Chapter 16 #2
Silk—la soie in French—in its many variants is perhaps the raw material par excellence of the high fashion industry.
When Alice was in Paris, observing the fashion world from her own particular perspective, silk was still very much the go-to fabric for nearly all high fashion evening wear and lingerie.
It came in so many different types: the airiness of organza and chiffon, the liquid sheen of the satins, the shapeliness of silk jersey and the creamy crispness of crepe de chine, and so many more.
Alice writes in her notebook about secretly going into the silk room at Tissus Tellier with Mariette and being overwhelmed by the sheer beauty around her.
It was like being enveloped in layers of light, she wrote.
Light from Lyon, because it was there that most of the silks had been made.
The ancient guild of silk weavers and manufacturers of Lyon, known as La Fabrique, The Manufacture, began in 1536, under the patronage of the great King Francois I, and soon grew to cover every aspect of the silk trade, from production to sales, nationally and internationally.
Throughout history, the merchants of La Fabrique, known as les soyeux, the ‘silkys’ or ‘silken ones’, and their workers, the weavers known as ‘canuts’, have innovated by creating new variants of silk fabric, as well as adding embellishments, such as embroidery, brocading, and so on.
Despite various reverses at different tumultuous periods, such as the Wars of Religion, the Revolution and the First World War, the Lyon industry, supported by the patronage of kings and emperors, continued to flourish, supplying luxurious fabrics for the creation of high-end clothing and home decoration.
And not only in France, either—in the booming nineteenth century, Lyon silks became the highest-earning French export to the world, and Lyon merchants invested in silk-thread factories in Asia and the Middle East.
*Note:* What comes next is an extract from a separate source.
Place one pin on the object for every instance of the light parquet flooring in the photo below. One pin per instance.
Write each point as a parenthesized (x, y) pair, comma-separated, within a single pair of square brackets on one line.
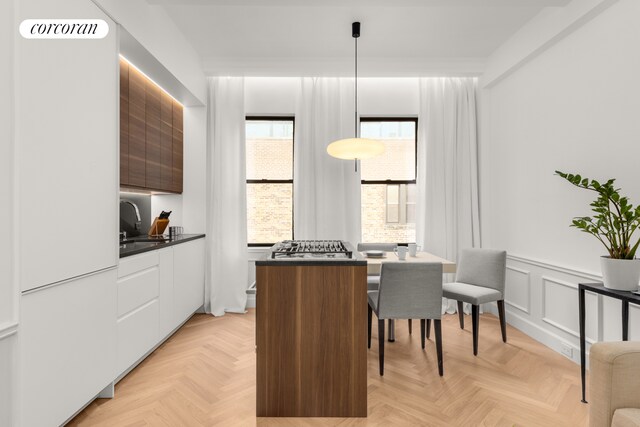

Silk, however, was an expensive fabric, and in the twentieth century, competition from synthetic fabrics such as rayon (sometimes known as ‘artificial silk’) and later, nylon, grew apace, as did the demand for fashionable clothes for less wealthy people.
The soyeux of Lyon continued to innovate, attempting to move with the times, and supplied fabric not only for the great couture houses, but also for creators working for upmarket department stores.
But the crash of 1929 and its aftermath caused a huge blow to the Lyon silk industry, with production falling by more than three-quarters, and many of the smaller silk houses disappearing almost overnight.
The advent of the Second World War finished off many others.
Later, there was a small recovery, and today there are still highly respected soyeux in Lyon, where great craftspeople create the exclusive fabrics for Hermès’s famous printed silk scarves, for example, as well as supplying others, such as Chanel and Dior, while smaller enterprises have revived the art of silk production for a wider market.
Both strong and soft, silk is a beautiful material to work with as well as to wear, and it’s not surprising that in one of her rare surviving interviews, Elisabeth Fontaine says that the very first time she touched a piece of silk was also the moment when she fell irrevocably in love with a material that was to obsess her, and to feature so strongly in her first collection.
That initial spark was ignited in Lyon when she was eleven years old, and her mother, who had some skill as an embroiderer, decided to try her luck doing piecework for one of the silk houses there.
Through a connection, she acquired four small silk offcuts to embroider as samples, but before she could apply needle to fabric, her daughter, enamoured by the feel and look of the material, took one of the samples and hid it.
Her mother looked high and low for it, but in vain.
She suspected her daughter, but despite a severe interrogation, the child held firm in her denials.
And for months afterwards that piece of silk satin stayed concealed, a beloved guilty secret, in a tiny hole the little girl had made in her mattress.
Until the day when her mother spotted it while turning over the mattress, and little Elisabeth was in all kinds of trouble.
But, the designer tells the interviewer, she had no regrets.
And her mother hadn’t suffered from her action, as one of her remaining samples attracted the attention not of a Lyon silk dealer, but of a society dressmaker in Biarritz, which later proved life-saving after her mother had to fend for them both on her own.
It’s likely Alice read that interview, though she doesn’t mention it in her notebook.
If she did read it, she might have been reminded of her own childhood, wistfully eyeing the offcuts of beautiful silk ribbons and fine lace that her mother expressly forbade her to take, for even the smallest scraps might be repurposed into a tiny flower as part of an embellishment for a hat.
These materials were expensive, and thrifty Eugénie was not one to waste anything.
But Alice also writes in her notebook that after that secret excursion into the fabric shop silk room, she said to Mariette that she wished that instead of working in fashion illustration, she had got a job like her friend’s, in a fabric shop where you might have an opportunity to handle silks all day long.
She notes wryly that Mariette had scoffed at this and said that she was much too junior for that.
Her sister Annie, though, being second in command at the store, did have that privilege, and indeed she had become quite the specialist, having been sent several times to Lyon to inspect new patterns of silk fabric that might attract the interest of the couture houses whom they supplied, like Elisabeth Fontaine’s.